Manchete de capa do jornal Folha de S.Paulo revela que o presidente do Banco do Brasil, Aldemir Bendine, preferiu pagar multa de R$ 122 mil à Receita Federal a prestar esclarecimentos sobre a evolução de seu patrimônio pessoal, além da compra de um apartamento à vista, “com dinheiro vivo”. Segundo a reportagem, Bendine foi notificado por não comprovar a origem de cerca de R$ 280 mil informados em sua declaração anual de ajuste do Imposto de Renda – prova, segundo o Fisco, de que a evolução patrimonial do dirigente não é compatível com os rendimentos declarados.

Bendine entrou na mira do Fisco em 2010, quando o próprio jornal revelou que ele comprara um apartamento pelo valor declarado de R$ 150 mil, integralmente pagos em espécie, além de obras no imóvel totalizando R$ 50 mil. Para explicar isso, o dirigente disse que guardava R$ 200 mil em casa desde 2009.

Diante dos indícios de enriquecimento ilícito, auditores da Receita enviaram em 2012 um questionário para Bendine sobre tais despesas. Ele explicou, mas não convenceu. Autuado em R$ 151 mil, pagou sem contestar, e à vista, o que lhe rendeu desconto – a conta ficou em R$ 122,4 mil. Procurado pelo jornal, disse que não comentaria o assunto por se tratar de questão familiar.

“[...] Bendine tem por hábito declarar que mantém dinheiro vivo em casa, de acordo com documentos aos quais a Folha teve acesso. Ele informou em suas declarações à Receita ter recursos em espécie quatro anos seguidos, entre 2009 e 2012, no valor de pelo menos R$ 400 mil. [...] Não é crime comprar imóveis com recursos em espécie. Assim como não é crime guardar dinheiro embaixo do colchão. Mas essas práticas são consideradas pelo Fisco como sinais de sonegação de tributos e por isso despertam a curiosidade dos auditores”, diz trecho da reportagem.

Corrupção

Outro destaque dos jornais é a crítica dura do ministro Gilmar Mendes contra a decisão do Tribunal Superior Eleitoral (TSE), na quarta-feira (26), de barrar a candidatura de José Roberto Arruda, com base na Lei da Ficha Limpa, ao Governo do Distrito Federal. Único da corte a votar a favor de Arruda, Mendes disse que o TSE agiu como “tribunal nazista” por alterar jurisprudência sem justificativa fundamentada.

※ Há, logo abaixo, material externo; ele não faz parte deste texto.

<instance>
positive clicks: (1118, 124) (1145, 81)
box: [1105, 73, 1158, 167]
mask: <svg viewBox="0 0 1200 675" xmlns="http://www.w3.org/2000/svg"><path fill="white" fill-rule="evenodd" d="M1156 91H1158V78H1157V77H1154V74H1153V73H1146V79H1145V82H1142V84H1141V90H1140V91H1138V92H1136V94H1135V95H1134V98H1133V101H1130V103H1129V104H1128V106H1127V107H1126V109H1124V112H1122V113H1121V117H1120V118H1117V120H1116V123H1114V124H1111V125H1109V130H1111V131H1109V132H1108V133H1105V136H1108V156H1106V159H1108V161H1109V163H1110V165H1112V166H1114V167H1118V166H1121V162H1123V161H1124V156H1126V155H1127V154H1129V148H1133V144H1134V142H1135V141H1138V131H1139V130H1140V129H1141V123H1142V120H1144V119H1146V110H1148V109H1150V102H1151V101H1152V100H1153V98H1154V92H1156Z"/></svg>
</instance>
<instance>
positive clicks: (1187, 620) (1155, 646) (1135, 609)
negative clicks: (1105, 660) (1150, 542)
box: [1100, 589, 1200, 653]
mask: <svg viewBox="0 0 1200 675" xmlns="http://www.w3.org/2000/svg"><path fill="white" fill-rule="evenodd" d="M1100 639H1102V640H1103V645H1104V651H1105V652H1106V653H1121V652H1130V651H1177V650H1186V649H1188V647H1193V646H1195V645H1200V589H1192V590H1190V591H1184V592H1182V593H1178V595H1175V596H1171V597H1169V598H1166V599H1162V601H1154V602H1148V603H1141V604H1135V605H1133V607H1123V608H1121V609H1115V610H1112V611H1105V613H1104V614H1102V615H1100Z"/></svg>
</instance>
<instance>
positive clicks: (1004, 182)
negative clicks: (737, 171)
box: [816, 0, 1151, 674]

No dia do julgamento, um vídeo foi veiculado na imprensa mostrando Arruda, em conversa reservada com um advogado, dizendo ter pedido ao ex-presidente Fernando Henrique Cardoso uma intervenção junto a Mendes em seu favor. FHC admite a consulta, mas nega ter intercedido em benefício de Arruda, que chegou a ser preso depois de revelado o esquema de corrupção conhecido como “mensalão do DEM”, em 2009.

Vice-presidente do TSE e membro do Supremo Tribunal Federal, Mendes foi enfático na crítica à corte eleitoral. “Todo tribunal tem escrúpulo ao mudar jurisprudência. E justifica. Quem tem responsabilidade institucional justifica: 'Estou mudando por causa disso'. E não faz de conta que, 'ontem eu estava votando assim, e hoje é assado'. Isso é brincadeira de menino. A gente não cria jurisprudência Ad hoc (para finalidade específica). Quem faz isso é tribunal nazista”, protestou o ministro, segundo o jornal O Globo.